Is Avian Flu Dangerous to Humans?

The CDC reports that the Avian Flu’s H5 viruses have only infected birds in the United States. To date, no human infections of the H5 viruses have occurred in the United States. The infections in the United States are due to three subtypes. They are H5N1, H5N2, and H5N8. 

The CDC also explains that the Avian Flu H5 viruses infect the respiratory and gastrointestinal tract of birds. It can spread rapidly and cause highly high mortality in infected poultry. “Many birds have died and millions of chickens and turkeys in several states have been culled to try to control the outbreaks,” the organization reveals. Signs of an infection in poultry may include sudden death; lack of energy, appetite, and coordination; purple discoloration or swelling of various body parts; diarrhea; nasal discharge; coughing; sneezing; and reduced egg production, or soft-shelled or misshapen eggs. 

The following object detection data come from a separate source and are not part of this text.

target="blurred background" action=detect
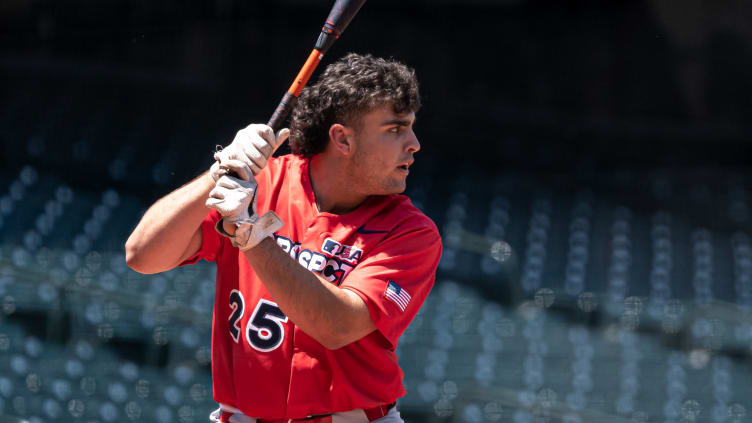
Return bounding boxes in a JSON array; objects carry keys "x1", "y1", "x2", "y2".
[{"x1": 0, "y1": 0, "x2": 752, "y2": 423}]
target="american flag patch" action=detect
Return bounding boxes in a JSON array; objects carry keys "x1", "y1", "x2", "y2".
[{"x1": 386, "y1": 281, "x2": 410, "y2": 311}]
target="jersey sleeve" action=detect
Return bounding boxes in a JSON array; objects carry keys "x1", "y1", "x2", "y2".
[
  {"x1": 180, "y1": 210, "x2": 222, "y2": 266},
  {"x1": 341, "y1": 218, "x2": 442, "y2": 348}
]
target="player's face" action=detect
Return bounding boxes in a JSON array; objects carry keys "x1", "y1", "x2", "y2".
[{"x1": 352, "y1": 105, "x2": 420, "y2": 195}]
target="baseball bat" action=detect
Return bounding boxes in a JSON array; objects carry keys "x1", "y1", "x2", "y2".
[{"x1": 267, "y1": 0, "x2": 366, "y2": 133}]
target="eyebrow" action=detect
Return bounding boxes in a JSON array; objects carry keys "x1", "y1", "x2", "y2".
[{"x1": 381, "y1": 119, "x2": 417, "y2": 126}]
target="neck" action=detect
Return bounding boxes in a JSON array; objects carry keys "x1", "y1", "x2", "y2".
[{"x1": 308, "y1": 153, "x2": 368, "y2": 214}]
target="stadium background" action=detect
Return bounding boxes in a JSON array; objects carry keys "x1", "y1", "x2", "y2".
[{"x1": 0, "y1": 0, "x2": 752, "y2": 423}]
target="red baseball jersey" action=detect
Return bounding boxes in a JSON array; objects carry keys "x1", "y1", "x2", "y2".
[{"x1": 183, "y1": 155, "x2": 441, "y2": 419}]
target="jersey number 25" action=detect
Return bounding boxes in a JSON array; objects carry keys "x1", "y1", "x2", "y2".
[{"x1": 229, "y1": 289, "x2": 287, "y2": 352}]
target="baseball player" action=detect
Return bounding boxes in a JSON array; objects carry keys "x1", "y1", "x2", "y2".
[{"x1": 126, "y1": 54, "x2": 441, "y2": 423}]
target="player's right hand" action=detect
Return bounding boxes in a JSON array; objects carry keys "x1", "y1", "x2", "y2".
[{"x1": 209, "y1": 123, "x2": 290, "y2": 182}]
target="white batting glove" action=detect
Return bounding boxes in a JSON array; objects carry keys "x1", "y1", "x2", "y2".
[
  {"x1": 206, "y1": 175, "x2": 257, "y2": 223},
  {"x1": 209, "y1": 123, "x2": 290, "y2": 182},
  {"x1": 206, "y1": 161, "x2": 284, "y2": 251}
]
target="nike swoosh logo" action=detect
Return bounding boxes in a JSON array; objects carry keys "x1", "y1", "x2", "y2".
[{"x1": 355, "y1": 225, "x2": 389, "y2": 235}]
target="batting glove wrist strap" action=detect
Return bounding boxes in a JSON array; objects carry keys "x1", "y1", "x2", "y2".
[{"x1": 215, "y1": 210, "x2": 285, "y2": 251}]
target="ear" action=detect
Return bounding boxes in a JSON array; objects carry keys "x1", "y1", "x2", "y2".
[{"x1": 329, "y1": 123, "x2": 353, "y2": 155}]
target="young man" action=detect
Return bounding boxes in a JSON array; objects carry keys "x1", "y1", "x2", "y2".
[{"x1": 126, "y1": 54, "x2": 441, "y2": 423}]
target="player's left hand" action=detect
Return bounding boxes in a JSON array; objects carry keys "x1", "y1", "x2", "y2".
[
  {"x1": 206, "y1": 160, "x2": 257, "y2": 224},
  {"x1": 211, "y1": 123, "x2": 290, "y2": 181},
  {"x1": 206, "y1": 161, "x2": 284, "y2": 251}
]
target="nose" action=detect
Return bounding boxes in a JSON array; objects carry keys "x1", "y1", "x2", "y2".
[{"x1": 406, "y1": 129, "x2": 420, "y2": 153}]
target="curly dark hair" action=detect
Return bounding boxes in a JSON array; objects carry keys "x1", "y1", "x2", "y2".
[{"x1": 290, "y1": 53, "x2": 420, "y2": 157}]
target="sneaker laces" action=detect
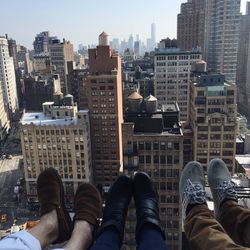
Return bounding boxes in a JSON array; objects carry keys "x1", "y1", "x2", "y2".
[
  {"x1": 182, "y1": 179, "x2": 206, "y2": 218},
  {"x1": 214, "y1": 180, "x2": 237, "y2": 203}
]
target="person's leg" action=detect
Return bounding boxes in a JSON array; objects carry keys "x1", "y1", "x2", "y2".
[
  {"x1": 179, "y1": 161, "x2": 246, "y2": 250},
  {"x1": 64, "y1": 183, "x2": 102, "y2": 250},
  {"x1": 133, "y1": 172, "x2": 167, "y2": 250},
  {"x1": 0, "y1": 231, "x2": 41, "y2": 250},
  {"x1": 208, "y1": 159, "x2": 250, "y2": 247},
  {"x1": 91, "y1": 175, "x2": 133, "y2": 250}
]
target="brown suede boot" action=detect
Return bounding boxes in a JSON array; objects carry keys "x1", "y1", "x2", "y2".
[
  {"x1": 37, "y1": 168, "x2": 73, "y2": 243},
  {"x1": 74, "y1": 183, "x2": 102, "y2": 228}
]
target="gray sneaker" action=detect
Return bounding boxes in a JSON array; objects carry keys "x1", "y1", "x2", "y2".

The CDC further explains human infections. “To date, no human infections with [Avian Flu] H5 viruses have been identified in the United States. Preliminary laboratory studies suggest that the HPAI H5 viruses causing the poultry outbreaks are not well-adapted to humans. However, sporadic cases of human respiratory illness with high mortality from infections with other closely related HPAI H5 viruses (e.g., H5N1, H5N6) have occurred in other countries.”

The CDC notes that most human infections with Avian Flu’s H5N1 or H5N6 viruses occur in person not using appropriate PPE who had exposures in two ways. Direct physical with a bird that has the virus or surfaces that have the virus on it. Another way is to be in close proximity (within six feet) of infected birds. And finally, another way is to visit a poultry market.